If you haven’t tried crack bread before, let me warn you now: garlic bread will never be the same again. It’s like a pull apart bread, but tastes like garlic bread plus you have the mozzarella cheese which stretches wonderfully as you pull bits off.
This is INSANELY delicious. I especially love the way the bread is cut into diamond shapes so you can tear bite size pieces off. Every piece is garlicky and buttery and oh-so-cheesy…….
“Kids go NUTS over this….and grown ups turn INTO kids when they get stuck into this.”
This is one the kids go NUTS over, don’t say I didn’t warn you! And grown ups turn into little kids when they get stuck into this. I made this for a dinner and let me tell you, it took 5 hands about 30 seconds to demolish this!
UPDATE: Due to popular demand, I’ve now created a video so you can see how easy this is to make!

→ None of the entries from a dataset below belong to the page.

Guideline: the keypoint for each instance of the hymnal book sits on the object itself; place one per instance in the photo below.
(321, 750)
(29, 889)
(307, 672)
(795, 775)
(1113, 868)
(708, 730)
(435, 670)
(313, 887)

The best bread to use for this is crusty sourdough or another dense type of bread, but it works well with plain crusty loaves as well. The reason it works better with sourdough is because the bread is denser so the bread tends to hold together better when you pull bits off. But believe me, there is no compromise on flavour if you use other types of bread! In fact, in the photo I chose to use a crusty Vienna loaf because it was on special.
And I really recommend using mozzarella cheese for this, you want it to stretch and pull when you tear the pieces off. I kept the flavours quite simple, going for a garlic bread with cheese, but you can go really wild with the flavours for this! Ranch dressing, kick of chilli, other herbs – the possibilities are endless!

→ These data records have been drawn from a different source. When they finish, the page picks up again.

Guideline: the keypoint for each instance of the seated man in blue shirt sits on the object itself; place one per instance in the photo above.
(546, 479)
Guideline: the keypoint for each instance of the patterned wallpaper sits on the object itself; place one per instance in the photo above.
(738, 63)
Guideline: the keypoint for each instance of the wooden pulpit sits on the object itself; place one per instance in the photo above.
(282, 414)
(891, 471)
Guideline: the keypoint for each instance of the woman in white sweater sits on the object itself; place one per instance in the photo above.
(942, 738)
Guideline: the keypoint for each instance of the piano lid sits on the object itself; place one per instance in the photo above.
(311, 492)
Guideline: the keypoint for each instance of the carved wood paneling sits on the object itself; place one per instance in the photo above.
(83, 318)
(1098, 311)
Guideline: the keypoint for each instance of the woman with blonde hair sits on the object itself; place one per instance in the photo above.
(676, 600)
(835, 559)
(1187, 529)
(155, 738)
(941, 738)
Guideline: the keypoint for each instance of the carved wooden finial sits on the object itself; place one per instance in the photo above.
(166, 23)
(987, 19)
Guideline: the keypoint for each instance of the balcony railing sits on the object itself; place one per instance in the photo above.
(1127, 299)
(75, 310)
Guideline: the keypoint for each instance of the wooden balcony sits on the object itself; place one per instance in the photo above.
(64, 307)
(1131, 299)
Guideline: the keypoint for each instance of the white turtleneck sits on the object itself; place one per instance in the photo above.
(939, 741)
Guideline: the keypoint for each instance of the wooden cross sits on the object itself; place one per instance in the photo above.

This is a great centrepiece for a dinner that could just be accompanied by a fresh salad to make a complete meal. Or as a fabulous appetiser or party food – think game day!

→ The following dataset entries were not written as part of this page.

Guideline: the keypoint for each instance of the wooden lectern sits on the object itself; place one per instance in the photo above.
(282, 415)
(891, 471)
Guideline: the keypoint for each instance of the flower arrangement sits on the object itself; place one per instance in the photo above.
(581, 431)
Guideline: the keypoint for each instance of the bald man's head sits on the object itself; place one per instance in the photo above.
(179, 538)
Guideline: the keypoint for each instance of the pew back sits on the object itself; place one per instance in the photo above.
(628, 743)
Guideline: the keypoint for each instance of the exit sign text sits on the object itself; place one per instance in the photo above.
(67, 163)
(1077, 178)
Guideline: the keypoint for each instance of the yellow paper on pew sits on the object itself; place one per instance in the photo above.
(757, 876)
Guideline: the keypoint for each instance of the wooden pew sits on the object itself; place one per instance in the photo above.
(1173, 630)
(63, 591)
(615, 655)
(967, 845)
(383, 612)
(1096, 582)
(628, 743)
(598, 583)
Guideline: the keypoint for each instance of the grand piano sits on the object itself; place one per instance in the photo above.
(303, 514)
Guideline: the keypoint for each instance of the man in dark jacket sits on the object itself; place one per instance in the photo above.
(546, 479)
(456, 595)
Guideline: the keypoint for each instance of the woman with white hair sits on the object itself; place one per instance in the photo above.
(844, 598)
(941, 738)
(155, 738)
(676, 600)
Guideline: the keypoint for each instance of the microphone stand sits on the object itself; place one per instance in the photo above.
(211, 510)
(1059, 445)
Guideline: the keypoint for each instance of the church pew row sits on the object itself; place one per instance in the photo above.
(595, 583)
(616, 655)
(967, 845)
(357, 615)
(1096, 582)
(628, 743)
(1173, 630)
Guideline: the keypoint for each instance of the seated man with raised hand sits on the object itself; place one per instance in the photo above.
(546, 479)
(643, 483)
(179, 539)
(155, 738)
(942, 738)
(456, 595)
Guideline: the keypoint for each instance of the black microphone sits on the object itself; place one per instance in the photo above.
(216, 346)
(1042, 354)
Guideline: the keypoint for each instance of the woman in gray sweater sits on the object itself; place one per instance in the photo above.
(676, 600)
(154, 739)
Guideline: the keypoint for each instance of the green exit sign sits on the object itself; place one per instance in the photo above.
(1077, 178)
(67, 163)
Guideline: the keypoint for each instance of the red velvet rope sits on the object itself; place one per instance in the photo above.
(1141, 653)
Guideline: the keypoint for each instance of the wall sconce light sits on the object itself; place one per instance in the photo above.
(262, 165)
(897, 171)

PS The best bit is the base of the bread….the butter and cheese drips to the bottom and it bakes so nice and crispy…..
PPS If you like cheesy things you can eat with your hands, you will probably also love these No Washing Up Ham Egg and Cheese Bowls (named as such because you won’t have to wash a single pot, pan, baking tray of any other kitchen utensil!)
- 1 crusty loaf, preferably sourdough or Vienna
- ¾ cup shredded Mozzarella cheese (or other melting cheese)
- 100g/3.5oz unsalted butter, softened
- 2 garlic cloves, minced
- ¾ tsp salt
- 1 tbsp fresh parsley, finely chopped
- Preheat the oven to 180C/350F.
- Combine butter, garlic and salt in a heatproof bowl and melt in the microwave. Stir through parsley.
- Cut the bread on a diagonal into 2cm/1" diamonds but do not cut all the way through the bread (just like you would cut a french stick for garlic bread).
- Use your fingers or a knife to pry open each crack and drizzle in a teaspoon of butter and stuff in a pinch of cheese. This might sound like a bit of an effort, but I promise you it is worth it! You don't need to be super neat, it's nice to have some of the butter drizzled over the crust.
- Wrap with foil and bake for 15minutes until the cheese has mostly melted, then unwrap and bake for 5 minutes more to make the bread nice and crusty.
- Serve immediately.
2. The denser the bread, the better the pieces will hold together when pulled off.
3. Use already baked bread, not uncooked bread dough.
4. **Update** A reader reminded me of a fabulous "SPEEDY" tip that I should share with you! Instead of melting the butter, cream it. Then cut diagonal slices (in one direction only) and use all the butter and generously spread it in each crack, on both walls. Then cut the bread to make diamonds and as you drag the knife through the bread, it will spread the butter into the new crevices you are cutting. This doesn't provide quite the same even coverage of butter but for a speedy version, it is a small compromise. Thank you to CJ for the tip!